Someone at Welch & Harris Book Binding had a knack for writing ad copy. Mining old city directories for ads related to the book trades for the American Book Trade Index, I have gone cross-eyed. Twice. I’m currently chasing a Civil War bookseller/ blockade runner/ preacher. In that hunt, I’ve come across what is to date, my favorite ad copy. Totally unrelated to the other gents I’m tracking, but interesting.

“Authors and Publishers of the South and West, take notice, that we are ready, with our armour on, to battle, MANFULLY, for SOUTHERN RIGHTS, by Binding editions of Books, in muslin, Plain or Gilt, from 1,000 copies, upwards.”

By the mid-1850s, people were talking quite a bit of Southern Rights and using all caps when they spoke of it too, meaning, of course, that they want to keep exploiting enslaved people. It’s not genteel to phrase it that way, but that *is* what “Southern Rights” meant.  

Manfully bound or no, it seems the business grew. By the beginning of the Civil War, the enterprise became Welch, Harris & Co. According to this 1861 Census, Welch, Harris & Co. was in a wood building at 63 Broad St. in 1861. Too bad no square footages are used to tell us if 63 Broad St. is bigger than 59 Broad St. They are both wood structures. Broad St. is defined as “Runs West from Cooper River to Ashley River, through Wards Nos. 1 and 2.”
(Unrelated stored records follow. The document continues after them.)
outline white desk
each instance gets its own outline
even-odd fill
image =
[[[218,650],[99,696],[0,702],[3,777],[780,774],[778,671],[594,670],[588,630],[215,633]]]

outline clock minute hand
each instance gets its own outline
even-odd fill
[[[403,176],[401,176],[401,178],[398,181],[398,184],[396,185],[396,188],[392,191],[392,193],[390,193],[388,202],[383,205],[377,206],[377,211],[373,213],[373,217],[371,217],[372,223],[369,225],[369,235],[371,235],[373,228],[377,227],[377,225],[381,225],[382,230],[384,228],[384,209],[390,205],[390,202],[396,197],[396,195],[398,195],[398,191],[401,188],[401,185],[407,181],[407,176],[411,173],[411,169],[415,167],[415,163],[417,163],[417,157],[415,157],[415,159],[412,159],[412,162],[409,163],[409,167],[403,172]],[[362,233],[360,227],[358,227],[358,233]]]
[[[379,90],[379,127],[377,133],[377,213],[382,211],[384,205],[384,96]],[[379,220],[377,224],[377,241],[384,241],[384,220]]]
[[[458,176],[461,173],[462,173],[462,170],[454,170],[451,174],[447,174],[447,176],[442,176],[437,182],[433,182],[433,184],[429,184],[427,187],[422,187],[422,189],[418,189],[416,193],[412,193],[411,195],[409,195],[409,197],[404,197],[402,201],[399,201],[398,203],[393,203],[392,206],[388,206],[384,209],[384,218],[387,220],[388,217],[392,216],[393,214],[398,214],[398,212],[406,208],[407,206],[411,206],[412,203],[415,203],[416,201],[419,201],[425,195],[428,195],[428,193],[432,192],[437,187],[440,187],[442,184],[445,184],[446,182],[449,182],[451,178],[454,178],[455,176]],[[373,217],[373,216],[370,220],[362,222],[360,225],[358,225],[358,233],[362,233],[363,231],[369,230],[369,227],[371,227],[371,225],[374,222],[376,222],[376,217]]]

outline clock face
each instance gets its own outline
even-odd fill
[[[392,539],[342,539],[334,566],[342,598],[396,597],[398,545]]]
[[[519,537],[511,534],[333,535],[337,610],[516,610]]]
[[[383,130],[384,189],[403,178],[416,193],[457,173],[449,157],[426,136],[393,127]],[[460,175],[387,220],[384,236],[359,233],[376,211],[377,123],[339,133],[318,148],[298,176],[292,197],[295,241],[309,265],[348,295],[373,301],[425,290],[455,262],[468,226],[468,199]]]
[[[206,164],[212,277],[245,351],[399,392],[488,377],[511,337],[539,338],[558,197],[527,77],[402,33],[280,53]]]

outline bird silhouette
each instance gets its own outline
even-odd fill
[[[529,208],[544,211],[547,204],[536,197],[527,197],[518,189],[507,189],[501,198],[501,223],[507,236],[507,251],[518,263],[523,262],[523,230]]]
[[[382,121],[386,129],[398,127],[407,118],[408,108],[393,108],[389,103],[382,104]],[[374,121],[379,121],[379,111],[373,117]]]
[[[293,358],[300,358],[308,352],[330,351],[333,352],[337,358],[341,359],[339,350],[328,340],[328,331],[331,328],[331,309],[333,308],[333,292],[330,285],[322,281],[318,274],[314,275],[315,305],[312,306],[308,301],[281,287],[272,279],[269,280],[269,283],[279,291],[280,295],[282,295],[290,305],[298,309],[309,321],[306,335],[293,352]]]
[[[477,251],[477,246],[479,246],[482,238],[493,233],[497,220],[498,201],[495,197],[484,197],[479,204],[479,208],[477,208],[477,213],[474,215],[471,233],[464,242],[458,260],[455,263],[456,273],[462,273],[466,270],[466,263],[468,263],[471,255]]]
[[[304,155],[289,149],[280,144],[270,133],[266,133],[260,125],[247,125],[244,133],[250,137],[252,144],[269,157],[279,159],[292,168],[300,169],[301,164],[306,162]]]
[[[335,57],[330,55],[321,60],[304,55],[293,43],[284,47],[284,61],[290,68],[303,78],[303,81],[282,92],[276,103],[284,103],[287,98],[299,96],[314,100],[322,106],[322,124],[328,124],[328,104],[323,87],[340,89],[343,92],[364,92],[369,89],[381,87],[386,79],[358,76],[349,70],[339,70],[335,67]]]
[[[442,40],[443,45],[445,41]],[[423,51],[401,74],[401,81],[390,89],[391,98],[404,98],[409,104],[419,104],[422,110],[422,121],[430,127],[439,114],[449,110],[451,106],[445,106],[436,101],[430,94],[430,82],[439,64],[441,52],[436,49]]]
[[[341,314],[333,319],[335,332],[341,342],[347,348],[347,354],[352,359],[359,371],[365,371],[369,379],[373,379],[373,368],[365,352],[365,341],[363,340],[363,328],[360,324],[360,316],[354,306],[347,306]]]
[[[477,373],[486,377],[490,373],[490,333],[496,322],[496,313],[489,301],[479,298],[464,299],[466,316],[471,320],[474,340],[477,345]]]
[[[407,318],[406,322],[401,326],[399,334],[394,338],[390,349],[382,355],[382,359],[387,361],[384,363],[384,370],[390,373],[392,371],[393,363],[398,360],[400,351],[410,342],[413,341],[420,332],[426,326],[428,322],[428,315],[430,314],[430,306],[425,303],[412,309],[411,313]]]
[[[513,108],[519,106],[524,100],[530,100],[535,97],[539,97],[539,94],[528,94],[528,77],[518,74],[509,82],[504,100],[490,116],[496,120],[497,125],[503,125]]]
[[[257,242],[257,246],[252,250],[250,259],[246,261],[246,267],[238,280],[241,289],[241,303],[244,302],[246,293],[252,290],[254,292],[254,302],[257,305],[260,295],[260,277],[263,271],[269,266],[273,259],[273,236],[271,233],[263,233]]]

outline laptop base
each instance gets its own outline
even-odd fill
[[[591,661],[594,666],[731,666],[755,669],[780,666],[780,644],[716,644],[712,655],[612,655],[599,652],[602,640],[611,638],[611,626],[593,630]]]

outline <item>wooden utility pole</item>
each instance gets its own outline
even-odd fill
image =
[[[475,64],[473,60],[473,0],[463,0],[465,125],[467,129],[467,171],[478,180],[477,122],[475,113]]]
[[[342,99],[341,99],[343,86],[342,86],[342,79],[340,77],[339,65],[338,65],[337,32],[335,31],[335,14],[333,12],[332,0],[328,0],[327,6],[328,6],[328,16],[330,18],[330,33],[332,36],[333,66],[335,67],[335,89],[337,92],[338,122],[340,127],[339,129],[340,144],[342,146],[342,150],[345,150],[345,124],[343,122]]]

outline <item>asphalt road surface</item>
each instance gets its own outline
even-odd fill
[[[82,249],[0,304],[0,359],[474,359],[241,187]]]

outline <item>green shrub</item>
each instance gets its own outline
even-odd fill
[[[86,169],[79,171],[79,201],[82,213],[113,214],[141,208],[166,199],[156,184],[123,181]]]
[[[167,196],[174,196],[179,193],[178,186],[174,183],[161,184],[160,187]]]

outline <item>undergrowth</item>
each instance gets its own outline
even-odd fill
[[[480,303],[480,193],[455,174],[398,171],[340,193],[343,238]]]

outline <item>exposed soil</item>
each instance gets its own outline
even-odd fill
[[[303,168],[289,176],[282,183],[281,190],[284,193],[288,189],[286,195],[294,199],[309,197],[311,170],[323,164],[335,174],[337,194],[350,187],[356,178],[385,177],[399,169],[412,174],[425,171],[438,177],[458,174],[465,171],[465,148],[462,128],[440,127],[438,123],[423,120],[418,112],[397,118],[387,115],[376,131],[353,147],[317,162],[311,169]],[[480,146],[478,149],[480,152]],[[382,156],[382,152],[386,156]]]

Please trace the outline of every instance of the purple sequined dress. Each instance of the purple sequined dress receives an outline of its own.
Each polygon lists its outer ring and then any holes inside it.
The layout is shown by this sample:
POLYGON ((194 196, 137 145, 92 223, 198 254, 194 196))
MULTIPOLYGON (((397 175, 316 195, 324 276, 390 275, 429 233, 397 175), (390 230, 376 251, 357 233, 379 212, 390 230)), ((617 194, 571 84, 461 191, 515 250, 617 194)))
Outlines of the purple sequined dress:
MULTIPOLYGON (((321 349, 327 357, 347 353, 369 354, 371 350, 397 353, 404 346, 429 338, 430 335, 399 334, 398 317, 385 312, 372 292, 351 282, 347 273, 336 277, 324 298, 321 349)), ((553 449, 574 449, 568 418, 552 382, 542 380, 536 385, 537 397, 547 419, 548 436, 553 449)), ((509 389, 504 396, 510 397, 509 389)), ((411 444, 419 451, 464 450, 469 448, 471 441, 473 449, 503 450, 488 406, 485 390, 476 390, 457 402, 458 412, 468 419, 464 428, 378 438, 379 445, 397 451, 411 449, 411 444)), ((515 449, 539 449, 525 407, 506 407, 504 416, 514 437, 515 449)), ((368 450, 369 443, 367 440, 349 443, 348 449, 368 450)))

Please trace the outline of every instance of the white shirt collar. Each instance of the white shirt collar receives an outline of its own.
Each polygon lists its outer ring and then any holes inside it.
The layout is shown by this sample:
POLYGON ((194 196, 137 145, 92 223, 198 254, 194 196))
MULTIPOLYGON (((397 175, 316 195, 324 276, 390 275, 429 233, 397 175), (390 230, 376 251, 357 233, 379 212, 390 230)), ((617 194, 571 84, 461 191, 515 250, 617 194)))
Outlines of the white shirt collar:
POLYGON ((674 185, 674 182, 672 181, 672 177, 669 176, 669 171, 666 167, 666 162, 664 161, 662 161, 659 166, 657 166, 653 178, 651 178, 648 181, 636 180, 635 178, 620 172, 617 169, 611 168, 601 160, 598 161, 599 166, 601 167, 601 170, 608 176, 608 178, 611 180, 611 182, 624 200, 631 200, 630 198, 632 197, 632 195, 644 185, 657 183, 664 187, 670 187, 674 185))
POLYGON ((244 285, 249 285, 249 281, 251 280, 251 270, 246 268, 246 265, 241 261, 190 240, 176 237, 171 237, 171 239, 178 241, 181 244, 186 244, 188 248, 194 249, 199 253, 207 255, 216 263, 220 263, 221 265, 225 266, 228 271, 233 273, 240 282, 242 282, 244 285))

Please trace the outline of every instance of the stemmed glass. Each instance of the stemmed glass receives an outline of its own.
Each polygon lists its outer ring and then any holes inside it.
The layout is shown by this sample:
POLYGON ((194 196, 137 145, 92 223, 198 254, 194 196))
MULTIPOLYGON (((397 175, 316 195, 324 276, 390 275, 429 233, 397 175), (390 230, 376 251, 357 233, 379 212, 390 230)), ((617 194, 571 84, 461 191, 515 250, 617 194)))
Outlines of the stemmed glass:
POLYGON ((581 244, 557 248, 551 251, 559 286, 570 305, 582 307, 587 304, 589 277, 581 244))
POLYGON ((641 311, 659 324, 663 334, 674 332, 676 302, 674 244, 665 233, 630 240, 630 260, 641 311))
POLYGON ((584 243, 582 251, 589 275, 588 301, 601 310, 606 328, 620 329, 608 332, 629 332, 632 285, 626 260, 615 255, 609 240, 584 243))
Tossing my penny searches into the Google wishing well, I found at ww.bartlebysbooks.com a few pages for sale, so apparently Welch and Harris did some printing as well:

[CONFEDERATE IMPRINT]. Piano Music……
Charleston, SC: Welch, Harris & Co., premium bookbinders, 1862. Title-page and index leaf only, printed to be used in binding a volume of sheet music. 4to. (4) pp. Title-page printed in brown, red, green, and blue, and with a wide triple ornamental border; index leaf printed in blue and black. Not in Parrish & Willingham (cf. P&W 6719 for an 1861 issue of the same title page). Disbound; index leaf with 26 manuscript titles, soiled, a little edgewear, but a good example. (Book ID 50500) $250.00

Also via Google books I found Charles Newcomb Baxter. Confederate Literature: A List of Books and Newspapers, Maps, Music. Boston Athenaeum, 1917. In this digital xerox we find an Almanac for 1864 which mentions another logical sideline for Welch & Harris: bookselling.

Miller’s Planters’ & Merchants’ State Rights Almanac for 1864 by AE Miller. Printed, Published and Sold Wholesale & Retail by A.E. Miller, No. 351 King Street. Also sold by Welch & Harris, same place and by Booksellers generally throughout the state.